Lucky 7 Coconut-Lemon Cake
Seven-Minute Icing and lemon lime soft drink double the luck in pleasing your crowd with this delicate cake filled with a tart lemon-coconut filling.
Yield: 8 to 10 servings
- 1/2 cup butter, softened
- 1/2 cup shortening
- 2 cups sugar
- 3 large eggs
- 2 cups all-purpose flour
- 2 teaspoons baking powder
- 1 teaspoon salt
- 1 cup buttermilk
- 1/4 cup fresh lemon juice
- 1/4 cup lemon lime soft drink
- 2 teaspoons vanilla extract
- Clear Lemon Filling
- Seven-Minute Icing
- 1 cup sweetened flaked coconut
- Coat 3 (8-inch) round cakepans with cooking spray; line with wax paper. Set prepared pans aside.
- Beat butter and shortening at medium speed with an electric mixer until fluffy; gradually add sugar, beating well. Add eggs, 1 at a time, beating until blended after each addition.
- Combine flour, baking powder, and salt. Combine buttermilk and next
- 3 ingredients. Add flour mixture to butter mixture alternately with buttermilk mixture, beginning and ending with flour mixture. Beat at low speed until blended after each addition. Spoon batter into prepared pans.

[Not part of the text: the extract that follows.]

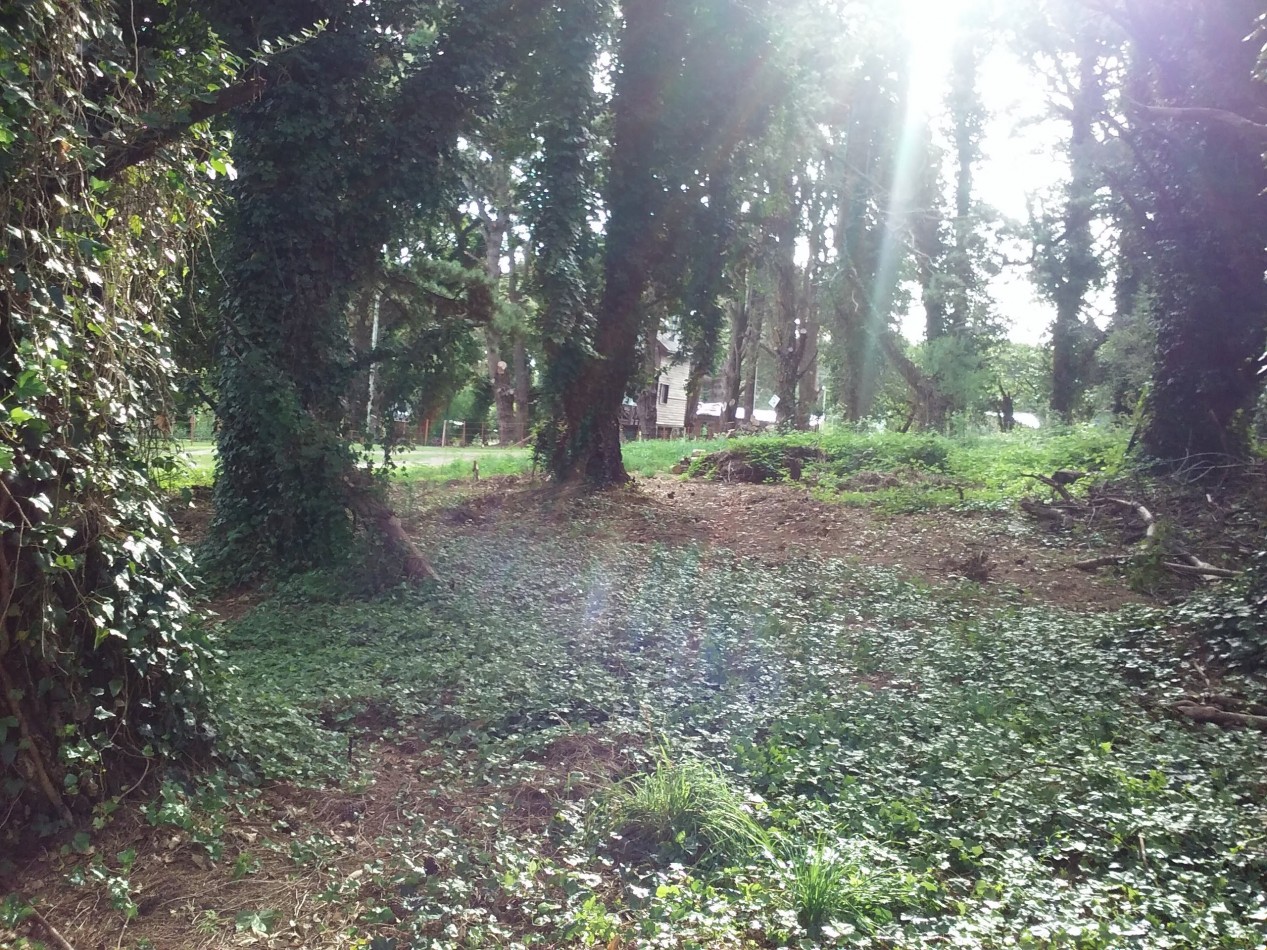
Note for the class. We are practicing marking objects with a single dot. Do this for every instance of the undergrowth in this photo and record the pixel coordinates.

- Bake at 350° for 24 minutes or until a wooden pick inserted in center comes out clean. (Layers will be thin, about 1 1/4 inch thick.) Cool in pans on wire racks 10 minutes; remove from pans, and cool completely on wire racks.
- Slice cake layers in half horizontally to make 6 layers. Place 1 cake layer, cut side up, on a cake plate. Spread with 1/3 cup Clear Lemon Filling. Place a second cake layer, cut side down, on top of filling; spread with 1 cup Seven-Minute Icing. Repeat procedure with remaining 4 layers, ending with icing on top. Frost sides of cake with remaining icing; sprinkle with 1 cup coconut.
- Note: For testing purposes only, we used 7-UP lemon lime soft drink. Add the soft drink to buttermilk just before using in recipe so it doesn't go flat.